Materials and Methods
Procedures and Participants
Prior to study start, all materials, procedures, and the intervention protocol were approved by the Institutional Review Board (IRB; ID: 00005974). Study recruitment was conducted at a large Southwestern university and surrounding area businesses. Approved recruitment flyers detailed study specifics including eligibility information and study requirements. A study-specific Facebook page was created to promulgate study promotion and recruitment efforts. Interested potential participants initiated contact by calling the study phone number and/or responding via the email link on the Facebook page to set up a time to conduct eligibility screening. Notably, the current exploratory analysis was part of a larger study, with primary outcomes reported elsewhere [Reference James, Larkey, Evans, Sebren, Goldsmith and Smith22].
To determine eligibility, potential participants completed a brief 5-minute phone screener with research staff. Inclusion criteria required that participants were: (1) female, between 45 and 75 years old, (2) able to participate in a low-intensity gentle movement class for 8 weeks, (3) could speak/understand English, and (4) able to attend classes on site (e.g., campus). Exclusion criteria included women who were: (1) outside of the targeted age range, (2) unable to stand up for 10 minutes, and (3) unable to walk. Eligible individuals were invited to schedule an on-site data collection appointment during which study staff reviewed the consent form with participants and once signed, engaged in data collection. Data collection (pre- and post-intervention) and intervention classes took place on campus between October 2015 and December 2017 over the course of six cohorts (ranging from 5 to 12 participants).
Intervention
The single-group, pilot study was conducted as a pretest/posttest intervention, such that all participants received the same 8-week intervention (i.e., no control group) with once-weekly 30-minute Tai Chi Easy classes (taught by certified instructors). Tai Chi Easy intervention exercises were taught while standing up; however, participants were given the option to engage in practices while being seated and/or using a chair for balance throughout the instructed classes (with instructor guidance provided to adapt to these accommodations). Participants were encouraged to engage in daily at-home practices and received (a) a Tai Chi Easy DVD containing a demonstration video of all exercises taught in class, and (b) a hard copy log to track practice day/time.
Measures
All study measures were collected pre- (week 0; T1) and post-intervention (week 9; T2). Pre-intervention data collection took place within the week prior to study start (week 0) and post-intervention data collection took place within the week after the last class (week 9).

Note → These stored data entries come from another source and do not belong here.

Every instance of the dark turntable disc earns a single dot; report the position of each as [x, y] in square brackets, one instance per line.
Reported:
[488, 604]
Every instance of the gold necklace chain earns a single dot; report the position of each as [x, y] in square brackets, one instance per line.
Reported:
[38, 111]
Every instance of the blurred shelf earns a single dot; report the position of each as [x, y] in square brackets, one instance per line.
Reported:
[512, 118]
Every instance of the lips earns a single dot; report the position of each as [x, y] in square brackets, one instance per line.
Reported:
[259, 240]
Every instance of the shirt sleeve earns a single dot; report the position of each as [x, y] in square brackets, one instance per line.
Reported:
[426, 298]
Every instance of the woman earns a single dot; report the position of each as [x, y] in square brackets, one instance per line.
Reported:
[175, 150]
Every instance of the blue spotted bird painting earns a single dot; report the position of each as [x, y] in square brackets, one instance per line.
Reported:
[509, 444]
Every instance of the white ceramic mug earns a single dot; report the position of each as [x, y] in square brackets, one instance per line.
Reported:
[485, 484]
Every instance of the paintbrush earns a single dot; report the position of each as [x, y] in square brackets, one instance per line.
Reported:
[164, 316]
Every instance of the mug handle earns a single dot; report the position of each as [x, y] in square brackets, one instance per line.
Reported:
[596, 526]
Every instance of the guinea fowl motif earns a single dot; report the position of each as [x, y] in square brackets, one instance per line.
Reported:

The Pittsburgh Sleep Quality Index (PSQI) [Reference Buysse, Reynolds, Berman and Kupfer35] was used to measure subjective sleep quality over the previous month. Pittsburgh Sleep Quality Index includes seven subscale components: sleep quality, sleep latency, sleep duration, habitual sleep efficiency, sleep disturbances, use of sleep medications, and daytime disturbances. Pittsburgh Sleep Quality Index contains 19 items yielding a global score ranging from 0 (high sleep quality) to 21 (low sleep quality); lower scores indicate improved levels of sleep quality. A PSQI global score of > 5 is considered indicative of significant sleep disturbance [Reference Buysse, Reynolds, Berman and Kupfer35]. PSQI reports strong internal consistency (Cronbach’s α = 0.83) [Reference Buysse, Reynolds, Berman and Kupfer35].
The subjective behavior of emotional eating was measured using the Emotional Eating (EE) subscale of the Three Factor Eating Questionnaire-18 (TFEQ-18) [Reference de Lauzon, Romon and Deschamps36]. Items were scored on a 4-point Likert scale consisting of three subscale scores: (1) disinhibition, (2) hunger, and (3) emotional eating. Specifically, the EE subscale is comprised of three questions, with higher scores indicating greater incidence of emotional eating (i.e., indicating a maladaptive response/behavior). The EE subscale demonstrates strong internal consistency, Cronbach’s α = 0.87 [Reference de Lauzon, Romon and Deschamps36].
Stress defined as state of worry or mental tension caused by a difficult situation, was measured with the Perceived Stress Scale-10 (PSS-10) [Reference Cohen, Kamarck and Mermelstein37]. Perceived Stress Scale-10 measures the degree to which respondents consider their life to be “unpredictable, uncontrollable, and overloading” over the previous month. Perceived Stress Scale-10 is scored on a 5-point Likert scale ranging from 0 = never to 4 = very often; higher scores indicate higher levels of stress. The PSS-10 has strong internal consistency (Cronbach’s α = 0.89) [Reference Cohen, Kamarck and Mermelstein37].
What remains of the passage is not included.